Lt Gen P N Hoon, a former Army commander of the prestigious Western Command, has claimed there was a plot to topple Rajiv Gandhi’s government in 1987. He has also claimed that three crack para-commando battalions including one from the Western Command, were told to move for action in Delhi.

The 86-year-old Hoon has alleged that the then Army chief General Krishnaswami Sundarji and Lt Gen S F Rodrigues, the vice chief of Army, who went on to become Army chiefm were involved in the plot.

Hoon hints in his just-released book, ‘The Untold Truth’, that the plan for a coup was hatched at the behest of certain very senior politicians who did not share cordial relations with Rajiv. The Lt Gen states that at his farewell function in 1987 hosted by the then Punjab governor Siddharth Shankar Ray in Chandigarh, Giani Zail Singh had blamed Rajiv Gandhi of corruption and negligence. Singh also said Rajiv was unconcerned about the 1984 anti-Sikh riots.

Hoon has claimed that as chief of the Western Command in May-June 1987, he was in Delhi on official work when he received a message that a letter had been received at command headquarters from army HQ seeking three para-commando battalions. The battalions included the First-Para Commando, which was under the Western Command, and the 9th and 10th Para Commando which were under the Northern and Southern Commands.

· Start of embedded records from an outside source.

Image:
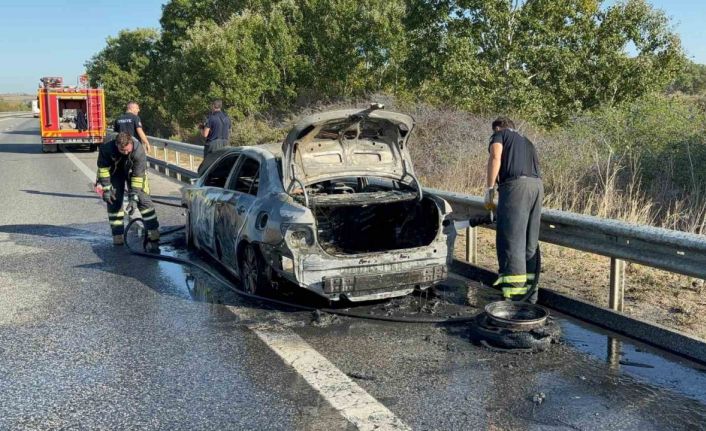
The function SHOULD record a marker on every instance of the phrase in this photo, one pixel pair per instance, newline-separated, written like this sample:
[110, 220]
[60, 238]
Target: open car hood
[348, 143]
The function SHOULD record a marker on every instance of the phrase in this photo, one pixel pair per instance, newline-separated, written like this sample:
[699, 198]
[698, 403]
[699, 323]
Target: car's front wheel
[254, 273]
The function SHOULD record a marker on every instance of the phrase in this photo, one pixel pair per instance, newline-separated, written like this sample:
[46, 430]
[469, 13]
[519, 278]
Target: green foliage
[543, 60]
[690, 80]
[662, 140]
[120, 68]
[13, 106]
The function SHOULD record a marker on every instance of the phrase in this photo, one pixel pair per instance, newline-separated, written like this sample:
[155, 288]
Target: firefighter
[513, 173]
[131, 124]
[120, 160]
[216, 129]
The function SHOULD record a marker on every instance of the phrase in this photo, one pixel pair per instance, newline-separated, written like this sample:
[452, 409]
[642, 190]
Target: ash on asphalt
[560, 387]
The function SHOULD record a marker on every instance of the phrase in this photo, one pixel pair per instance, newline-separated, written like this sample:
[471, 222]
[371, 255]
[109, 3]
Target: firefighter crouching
[120, 160]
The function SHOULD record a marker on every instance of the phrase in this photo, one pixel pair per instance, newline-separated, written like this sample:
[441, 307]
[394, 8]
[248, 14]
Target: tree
[351, 47]
[120, 68]
[245, 62]
[690, 80]
[543, 59]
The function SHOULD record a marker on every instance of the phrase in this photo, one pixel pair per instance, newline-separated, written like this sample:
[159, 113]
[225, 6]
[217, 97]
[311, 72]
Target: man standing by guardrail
[513, 172]
[119, 160]
[131, 124]
[216, 129]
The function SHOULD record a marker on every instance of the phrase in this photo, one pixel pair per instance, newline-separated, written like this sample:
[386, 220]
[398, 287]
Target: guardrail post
[617, 284]
[613, 354]
[471, 245]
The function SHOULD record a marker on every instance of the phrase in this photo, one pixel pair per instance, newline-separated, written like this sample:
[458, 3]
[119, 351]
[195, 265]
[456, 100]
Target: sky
[56, 38]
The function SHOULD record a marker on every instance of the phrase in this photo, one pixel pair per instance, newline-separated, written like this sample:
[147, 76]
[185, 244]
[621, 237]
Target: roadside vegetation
[603, 89]
[8, 105]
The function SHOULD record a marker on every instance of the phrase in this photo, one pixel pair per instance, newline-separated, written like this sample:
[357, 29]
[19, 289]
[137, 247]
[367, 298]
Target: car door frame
[233, 214]
[206, 202]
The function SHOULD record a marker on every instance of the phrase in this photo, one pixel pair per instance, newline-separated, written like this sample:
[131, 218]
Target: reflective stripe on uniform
[511, 279]
[137, 182]
[512, 291]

According to Hoon, these three battalions were ordered to be placed under Rodrigues. He said he immediately briefed Rajiv and his principal secretary Gopi Arora about the development and showed them the letter demanding special forces.

Ex-PM Rajiv gandhi and former Army chief Gen K Sundarji

“I also explained to them how dangerous this move could be, not only for the country, but also for our political system,” Hoon said. He claims to have ordered the Delhi area commander, which is under the Western Command, not to move any troops without his permission.

Hoon, who retired in October 1987, states that one minister in Rajiv’s cabinet, V C Shukla, was aware about the possibility of army action. In chapter-10 titled ‘Giani Zail Singh vs Rajiv Gandhi’ he said Shukla specially came down to Chandimandir to meet him.

Hoon, however, concluded that Zail Singh didn’t take any action against Rajiv’s government fearing that it would lead to transfer of power from a democratically elected government to the armed forces.

Air Marshal Randhir Singh, a veteran of many wars, disagrees with Hoon and says there’s never been any attempt at military coup. “In India, a coup by the armed forces is not possible because of the kind of legacy training they have inherited,” the 94-year-old said.

Terming it Gen Hoon’s “own perception,” Colonel K S Pathak, senior veteran and one of the founders of country’s special forces, says there may have been mobilization of troops in Delhi but it was for other reasons. At the time, there was unrest in Delhi, especially after the Sikh massacre and some other problems. “Mobilization could have been for the state, not to destabilize the democratically elected government,” said Pathak who was deployed in the special forces under the Cabinet Secretariat in 1987.